Ukrainians are becoming tired of instant coffee, but as their taste for coffee improves, they’re also running out of time to enjoy it. Forget about sitting down for a cup of hot java: the pace of a modern, Western-style life demands things be grabbed on the go. Westerners take it for granted that coffee can come in vaguely-insulated Styrofoam or paper cups and downed on the way to the office. But in Ukraine that was unheard of. Enter Dim Kava.

These small coffee shops across the city dole out cups of that steaming liquid (for a reasonable Hr 6 for a cappuccino) and will of course give it to you to go, and with a proper lid to boot.

9. Nice Stemware and Silverware: Farfor Fayans at 34 Khreshchatyk.

Most tableware and stemware in Kyiv is garbage, or overpriced, ugly and an insult to any respectable dinner party. Farfor Fayans has a lock on elegant, quality merchandise, from stemware and silverware to virtually everything for the home.

Crystal stemware goes for Hr 99 to Hr 139 per piece for the Bohemian brand, from the Czech Republic; Hr 170 to Hr 200 per piece for the German stuff.

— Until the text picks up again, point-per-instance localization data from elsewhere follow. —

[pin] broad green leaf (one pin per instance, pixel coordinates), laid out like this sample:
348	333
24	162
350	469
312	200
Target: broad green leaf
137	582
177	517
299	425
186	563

Silverware from Portugal starts at Hr 279 for a six-person set. They even have amazing china on the main floor and a new linens section in the basement.

10. Chewing Tobacco: Fortuna Smoke Shop at 6 Baseyna and Volodymyrsky Market.






North Americans, and other chewing tobacco fans, can find “dip” at Fortuna and Volodymyrsky Market. (Photo by Andriy Porokhnenko).

It’s surprising how many North American guys we run into in Ukraine miss dip – that is, chewing tobacco, that uniquely New World (and gloriously disgusting) habit. We like dip, too, especially now that American football season and the baseball playoffs are coming around to bring out the hillbillies in us. So we’re glad to learn, via our friends at our sister-publication Afisha, that chaw is available at Volodymyrsky Market and, it’s rumored, at the Fortuna cigar shops on Zankovetsa and B. Khmelnytskoho.

Copenhagen and that hair-raising cherry-flavored Skoal are available, we’re told.